Thursday, July 09, 2026

The Joy of Six 1545

"Progressive politicians must see social media as a means to an end. If they’re swallowed by social media, they’ll lose their moral core. What’s more – and much worse – making social media the training school of modern politics risks giving a megaphone to fascists and racists who are able to preach their gospel of hate to millions without interruption." Sam Bright on the curse of influencer-politicians.

Jack Dyson reports on the consequences of falling school rolls. One in three councils expect more than a fifth of primary school places will be unfilled next year. 

"We used to think AI-generated fiction would always be obvious, and we were not prepared. Over the coming years, agents, editors, and slush readers at every level are going to need to educate themselves on how AI writes." Bona Books inadvertently bought a short story written by Artificial Intelligence for an anthology of queer speculative fiction.

Jennifer Davey offers a short round up of football-related contributions to Hansard over the years.

Malcolm Pein, the English Chess Federation’s delegate to the game's governing body FIDE and a candidate for its next deputy president, is interviewed about the long fight to break Russia's political grip on chess: "Russia has basically hijacked FIDE – just go to the FIDE website and look at where the employees come from: Russian head of PR, Russian head of legal and so on."

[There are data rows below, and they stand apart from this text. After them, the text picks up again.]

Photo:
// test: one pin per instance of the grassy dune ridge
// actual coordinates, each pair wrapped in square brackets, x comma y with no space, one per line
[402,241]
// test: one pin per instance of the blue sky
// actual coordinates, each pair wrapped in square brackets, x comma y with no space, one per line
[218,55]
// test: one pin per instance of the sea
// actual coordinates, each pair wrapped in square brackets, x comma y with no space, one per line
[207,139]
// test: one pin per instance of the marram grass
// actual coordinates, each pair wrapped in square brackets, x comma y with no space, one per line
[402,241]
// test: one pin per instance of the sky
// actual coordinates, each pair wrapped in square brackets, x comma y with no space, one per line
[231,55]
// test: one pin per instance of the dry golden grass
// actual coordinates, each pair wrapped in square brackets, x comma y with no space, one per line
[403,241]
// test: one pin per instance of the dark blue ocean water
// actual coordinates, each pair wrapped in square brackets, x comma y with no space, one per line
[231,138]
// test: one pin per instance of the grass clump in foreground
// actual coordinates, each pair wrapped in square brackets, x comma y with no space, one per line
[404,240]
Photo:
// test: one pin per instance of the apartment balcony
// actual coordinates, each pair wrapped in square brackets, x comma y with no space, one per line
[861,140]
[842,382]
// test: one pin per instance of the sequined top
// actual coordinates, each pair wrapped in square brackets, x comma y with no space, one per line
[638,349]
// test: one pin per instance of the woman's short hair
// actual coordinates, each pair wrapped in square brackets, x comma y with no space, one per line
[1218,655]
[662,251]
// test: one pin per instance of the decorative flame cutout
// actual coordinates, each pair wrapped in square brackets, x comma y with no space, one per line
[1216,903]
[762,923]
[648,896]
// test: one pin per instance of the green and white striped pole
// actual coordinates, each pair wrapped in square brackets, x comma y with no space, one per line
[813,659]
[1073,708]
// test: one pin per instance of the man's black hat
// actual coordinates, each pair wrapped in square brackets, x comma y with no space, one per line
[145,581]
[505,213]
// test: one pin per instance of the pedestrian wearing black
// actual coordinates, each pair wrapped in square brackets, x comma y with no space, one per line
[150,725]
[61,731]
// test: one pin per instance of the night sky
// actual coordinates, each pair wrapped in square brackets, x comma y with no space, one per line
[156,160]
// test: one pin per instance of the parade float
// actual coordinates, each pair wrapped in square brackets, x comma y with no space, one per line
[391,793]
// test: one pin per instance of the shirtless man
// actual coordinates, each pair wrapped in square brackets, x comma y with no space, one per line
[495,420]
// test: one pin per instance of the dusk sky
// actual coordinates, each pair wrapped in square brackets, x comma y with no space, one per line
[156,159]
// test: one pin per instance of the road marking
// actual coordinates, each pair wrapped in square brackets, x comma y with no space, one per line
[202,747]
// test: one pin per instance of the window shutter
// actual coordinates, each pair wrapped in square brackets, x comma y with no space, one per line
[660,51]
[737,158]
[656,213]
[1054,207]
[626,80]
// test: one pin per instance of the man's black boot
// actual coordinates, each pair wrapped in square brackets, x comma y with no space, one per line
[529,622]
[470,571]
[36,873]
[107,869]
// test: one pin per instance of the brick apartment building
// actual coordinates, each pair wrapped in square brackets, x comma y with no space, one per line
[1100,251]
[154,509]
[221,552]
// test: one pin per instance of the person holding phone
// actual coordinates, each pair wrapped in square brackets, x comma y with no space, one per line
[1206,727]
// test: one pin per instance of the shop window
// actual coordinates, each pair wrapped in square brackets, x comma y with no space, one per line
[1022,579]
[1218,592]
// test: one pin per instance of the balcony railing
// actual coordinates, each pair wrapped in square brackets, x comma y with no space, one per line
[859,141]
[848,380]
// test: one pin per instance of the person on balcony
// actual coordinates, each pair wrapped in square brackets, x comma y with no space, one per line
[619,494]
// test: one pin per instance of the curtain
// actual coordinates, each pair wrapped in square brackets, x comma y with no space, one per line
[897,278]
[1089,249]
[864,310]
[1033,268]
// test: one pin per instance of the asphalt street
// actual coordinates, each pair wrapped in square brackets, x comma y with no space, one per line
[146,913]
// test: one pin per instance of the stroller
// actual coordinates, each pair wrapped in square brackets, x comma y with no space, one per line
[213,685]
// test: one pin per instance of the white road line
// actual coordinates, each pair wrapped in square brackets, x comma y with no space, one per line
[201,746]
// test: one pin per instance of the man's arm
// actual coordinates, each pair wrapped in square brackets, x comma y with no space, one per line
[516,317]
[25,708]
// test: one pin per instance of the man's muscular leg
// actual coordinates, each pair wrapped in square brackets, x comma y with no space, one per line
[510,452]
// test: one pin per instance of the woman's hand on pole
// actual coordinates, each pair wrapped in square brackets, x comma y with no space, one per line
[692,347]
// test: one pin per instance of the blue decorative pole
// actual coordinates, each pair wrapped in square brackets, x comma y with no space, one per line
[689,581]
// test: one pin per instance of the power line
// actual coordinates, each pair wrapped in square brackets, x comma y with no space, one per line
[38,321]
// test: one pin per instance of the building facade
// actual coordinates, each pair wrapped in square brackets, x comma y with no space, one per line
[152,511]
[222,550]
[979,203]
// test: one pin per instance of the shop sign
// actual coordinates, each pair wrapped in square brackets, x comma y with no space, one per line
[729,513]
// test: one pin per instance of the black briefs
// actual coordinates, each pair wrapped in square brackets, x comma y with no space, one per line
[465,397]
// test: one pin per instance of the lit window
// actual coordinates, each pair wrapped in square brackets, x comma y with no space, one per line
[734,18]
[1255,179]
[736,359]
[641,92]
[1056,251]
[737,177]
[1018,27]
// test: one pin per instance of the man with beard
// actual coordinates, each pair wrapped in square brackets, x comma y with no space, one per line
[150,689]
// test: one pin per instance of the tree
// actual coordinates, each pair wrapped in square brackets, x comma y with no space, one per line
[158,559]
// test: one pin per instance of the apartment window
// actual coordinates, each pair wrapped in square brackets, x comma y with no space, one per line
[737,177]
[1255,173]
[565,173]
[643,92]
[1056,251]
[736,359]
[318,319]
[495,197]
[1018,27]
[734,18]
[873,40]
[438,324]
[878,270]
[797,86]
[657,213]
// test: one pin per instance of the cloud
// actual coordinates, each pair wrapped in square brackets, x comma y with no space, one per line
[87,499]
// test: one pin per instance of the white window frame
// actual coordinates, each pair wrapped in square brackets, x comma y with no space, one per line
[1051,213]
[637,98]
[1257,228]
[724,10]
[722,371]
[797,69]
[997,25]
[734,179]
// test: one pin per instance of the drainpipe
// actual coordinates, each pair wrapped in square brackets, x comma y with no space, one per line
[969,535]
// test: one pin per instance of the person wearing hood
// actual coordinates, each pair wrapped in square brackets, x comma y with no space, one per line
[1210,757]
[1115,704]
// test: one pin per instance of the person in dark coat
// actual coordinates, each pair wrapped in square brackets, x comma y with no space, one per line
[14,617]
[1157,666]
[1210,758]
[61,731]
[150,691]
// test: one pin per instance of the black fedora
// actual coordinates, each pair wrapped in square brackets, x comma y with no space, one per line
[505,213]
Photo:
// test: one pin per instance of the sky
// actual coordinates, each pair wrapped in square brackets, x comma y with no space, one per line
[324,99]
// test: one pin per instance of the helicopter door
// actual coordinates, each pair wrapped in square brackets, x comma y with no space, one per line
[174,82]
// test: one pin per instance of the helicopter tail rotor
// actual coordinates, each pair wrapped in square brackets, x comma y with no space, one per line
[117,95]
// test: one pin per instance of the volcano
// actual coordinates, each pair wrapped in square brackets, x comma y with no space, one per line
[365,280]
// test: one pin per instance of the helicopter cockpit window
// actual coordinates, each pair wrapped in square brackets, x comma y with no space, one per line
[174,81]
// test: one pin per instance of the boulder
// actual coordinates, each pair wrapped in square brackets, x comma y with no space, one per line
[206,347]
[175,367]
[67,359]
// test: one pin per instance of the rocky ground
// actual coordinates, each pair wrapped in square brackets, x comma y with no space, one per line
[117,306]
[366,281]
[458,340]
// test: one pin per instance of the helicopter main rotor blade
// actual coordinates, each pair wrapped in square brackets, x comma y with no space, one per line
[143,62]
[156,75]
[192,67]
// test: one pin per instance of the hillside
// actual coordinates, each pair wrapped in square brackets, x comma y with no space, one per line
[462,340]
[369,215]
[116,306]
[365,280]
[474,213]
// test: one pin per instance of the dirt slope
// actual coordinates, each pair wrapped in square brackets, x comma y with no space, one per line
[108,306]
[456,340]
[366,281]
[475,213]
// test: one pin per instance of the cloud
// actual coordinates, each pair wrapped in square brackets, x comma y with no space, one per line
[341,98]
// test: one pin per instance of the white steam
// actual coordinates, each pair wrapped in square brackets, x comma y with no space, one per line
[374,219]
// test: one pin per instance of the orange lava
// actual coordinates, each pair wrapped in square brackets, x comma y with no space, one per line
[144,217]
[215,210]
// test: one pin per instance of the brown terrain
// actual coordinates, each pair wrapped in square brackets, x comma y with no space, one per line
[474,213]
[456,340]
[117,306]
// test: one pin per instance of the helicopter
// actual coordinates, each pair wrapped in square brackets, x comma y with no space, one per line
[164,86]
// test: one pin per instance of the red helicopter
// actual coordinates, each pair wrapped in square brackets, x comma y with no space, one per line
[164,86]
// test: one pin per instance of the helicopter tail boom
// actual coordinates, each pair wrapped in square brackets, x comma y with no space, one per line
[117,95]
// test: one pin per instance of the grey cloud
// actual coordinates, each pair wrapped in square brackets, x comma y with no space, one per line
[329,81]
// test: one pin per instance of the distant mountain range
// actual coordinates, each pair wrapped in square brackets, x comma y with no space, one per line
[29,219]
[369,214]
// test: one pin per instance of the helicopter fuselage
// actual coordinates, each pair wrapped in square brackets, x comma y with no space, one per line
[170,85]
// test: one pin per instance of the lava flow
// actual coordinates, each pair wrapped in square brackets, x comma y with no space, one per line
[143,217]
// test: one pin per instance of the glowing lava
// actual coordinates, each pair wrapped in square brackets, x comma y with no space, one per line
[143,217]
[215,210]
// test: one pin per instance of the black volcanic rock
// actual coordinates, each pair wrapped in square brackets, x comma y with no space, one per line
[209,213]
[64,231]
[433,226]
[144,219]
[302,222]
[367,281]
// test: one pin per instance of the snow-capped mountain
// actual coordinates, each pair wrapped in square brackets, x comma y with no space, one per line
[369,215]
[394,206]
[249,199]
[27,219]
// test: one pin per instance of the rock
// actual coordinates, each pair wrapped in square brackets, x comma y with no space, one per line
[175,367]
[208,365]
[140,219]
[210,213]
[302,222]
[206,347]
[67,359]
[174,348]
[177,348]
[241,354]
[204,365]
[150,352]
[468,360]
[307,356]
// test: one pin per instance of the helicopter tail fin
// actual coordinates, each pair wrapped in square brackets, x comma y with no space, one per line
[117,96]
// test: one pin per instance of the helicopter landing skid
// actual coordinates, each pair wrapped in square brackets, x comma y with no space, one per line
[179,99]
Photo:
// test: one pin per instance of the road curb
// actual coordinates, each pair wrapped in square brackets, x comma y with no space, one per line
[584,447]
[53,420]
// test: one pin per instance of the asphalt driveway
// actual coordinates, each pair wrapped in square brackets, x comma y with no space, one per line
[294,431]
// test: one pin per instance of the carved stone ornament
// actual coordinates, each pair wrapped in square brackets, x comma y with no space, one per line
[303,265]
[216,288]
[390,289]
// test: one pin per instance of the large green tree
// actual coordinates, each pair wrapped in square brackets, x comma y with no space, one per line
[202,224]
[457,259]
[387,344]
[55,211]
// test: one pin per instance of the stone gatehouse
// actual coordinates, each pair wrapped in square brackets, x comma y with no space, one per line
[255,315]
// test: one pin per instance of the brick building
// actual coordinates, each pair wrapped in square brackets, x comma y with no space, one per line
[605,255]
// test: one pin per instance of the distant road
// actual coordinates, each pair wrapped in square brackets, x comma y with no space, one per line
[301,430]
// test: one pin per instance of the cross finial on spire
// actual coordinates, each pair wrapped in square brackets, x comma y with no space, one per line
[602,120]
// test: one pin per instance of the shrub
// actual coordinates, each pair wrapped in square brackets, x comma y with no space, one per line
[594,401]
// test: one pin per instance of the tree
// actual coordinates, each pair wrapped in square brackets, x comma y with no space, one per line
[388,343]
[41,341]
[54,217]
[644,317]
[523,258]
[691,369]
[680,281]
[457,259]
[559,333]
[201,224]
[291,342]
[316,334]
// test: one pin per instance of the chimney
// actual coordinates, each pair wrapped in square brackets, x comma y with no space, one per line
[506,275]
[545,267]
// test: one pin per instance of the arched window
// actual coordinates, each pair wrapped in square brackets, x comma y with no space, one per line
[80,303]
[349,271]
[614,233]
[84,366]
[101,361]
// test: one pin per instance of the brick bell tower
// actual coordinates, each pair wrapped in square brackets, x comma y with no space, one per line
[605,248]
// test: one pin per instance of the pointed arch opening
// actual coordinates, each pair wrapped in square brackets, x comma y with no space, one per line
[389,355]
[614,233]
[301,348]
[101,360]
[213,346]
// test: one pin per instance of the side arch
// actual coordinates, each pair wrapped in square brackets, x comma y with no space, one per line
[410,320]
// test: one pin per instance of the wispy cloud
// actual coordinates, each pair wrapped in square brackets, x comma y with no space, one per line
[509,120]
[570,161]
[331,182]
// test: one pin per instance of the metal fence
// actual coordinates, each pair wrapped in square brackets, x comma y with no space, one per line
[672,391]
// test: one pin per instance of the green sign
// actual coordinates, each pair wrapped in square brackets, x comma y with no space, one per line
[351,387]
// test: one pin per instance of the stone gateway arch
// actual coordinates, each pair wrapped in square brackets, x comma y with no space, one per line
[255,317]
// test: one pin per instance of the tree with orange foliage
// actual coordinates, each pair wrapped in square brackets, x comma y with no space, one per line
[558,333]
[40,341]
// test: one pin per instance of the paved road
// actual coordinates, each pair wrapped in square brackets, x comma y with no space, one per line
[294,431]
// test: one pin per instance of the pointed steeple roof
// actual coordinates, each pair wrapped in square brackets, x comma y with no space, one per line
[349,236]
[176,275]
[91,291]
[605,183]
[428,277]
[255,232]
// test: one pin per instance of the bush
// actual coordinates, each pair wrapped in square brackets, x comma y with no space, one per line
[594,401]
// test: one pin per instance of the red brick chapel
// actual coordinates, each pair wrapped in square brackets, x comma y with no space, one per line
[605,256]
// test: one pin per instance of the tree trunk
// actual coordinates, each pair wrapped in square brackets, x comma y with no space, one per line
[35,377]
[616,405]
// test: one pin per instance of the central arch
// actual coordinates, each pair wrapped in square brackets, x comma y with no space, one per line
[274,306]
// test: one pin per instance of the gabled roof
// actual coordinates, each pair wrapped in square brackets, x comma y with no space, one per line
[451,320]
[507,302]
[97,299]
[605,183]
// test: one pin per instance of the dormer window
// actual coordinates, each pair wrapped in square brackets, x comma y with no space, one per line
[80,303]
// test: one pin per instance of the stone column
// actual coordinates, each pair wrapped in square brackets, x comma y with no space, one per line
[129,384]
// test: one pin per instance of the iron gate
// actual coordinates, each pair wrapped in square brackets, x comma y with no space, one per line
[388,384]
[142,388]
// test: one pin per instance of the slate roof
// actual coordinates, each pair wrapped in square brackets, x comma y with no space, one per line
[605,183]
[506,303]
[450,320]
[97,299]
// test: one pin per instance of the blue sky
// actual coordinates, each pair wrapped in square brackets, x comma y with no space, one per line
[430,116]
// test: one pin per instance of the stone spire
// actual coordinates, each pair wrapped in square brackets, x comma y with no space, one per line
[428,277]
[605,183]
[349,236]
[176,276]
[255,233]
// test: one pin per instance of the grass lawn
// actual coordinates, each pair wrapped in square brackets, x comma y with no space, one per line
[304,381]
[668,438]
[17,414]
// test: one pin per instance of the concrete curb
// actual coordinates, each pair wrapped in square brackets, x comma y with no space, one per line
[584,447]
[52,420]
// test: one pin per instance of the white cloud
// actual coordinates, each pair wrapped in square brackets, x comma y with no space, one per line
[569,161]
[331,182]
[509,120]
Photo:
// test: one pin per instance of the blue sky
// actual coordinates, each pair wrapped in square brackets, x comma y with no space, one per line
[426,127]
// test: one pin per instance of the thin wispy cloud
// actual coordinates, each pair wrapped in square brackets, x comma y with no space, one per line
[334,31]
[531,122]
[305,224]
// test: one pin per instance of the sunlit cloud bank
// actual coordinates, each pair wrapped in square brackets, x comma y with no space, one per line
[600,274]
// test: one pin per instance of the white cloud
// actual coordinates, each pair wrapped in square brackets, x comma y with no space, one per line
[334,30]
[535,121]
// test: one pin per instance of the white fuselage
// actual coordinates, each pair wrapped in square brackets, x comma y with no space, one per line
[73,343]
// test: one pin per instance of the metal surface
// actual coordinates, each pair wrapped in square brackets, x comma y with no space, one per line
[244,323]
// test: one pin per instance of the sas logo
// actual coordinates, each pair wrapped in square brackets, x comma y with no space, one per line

"This is as much a novel of working class intellectualism (Hamer deploys a quotation from Macbeth without ostentation) as it is about the compromises of electoral politics. Shawcross and his children want comfort and security and health, but they also want the fruits of the knowledge and experience held by this culture that has turned them into marginal drudges of the machine age." With the accession of Andy Burnham imminent, Discontinued Notes looks again at the work of Howard Spring, 'the Dickens of Manchester'.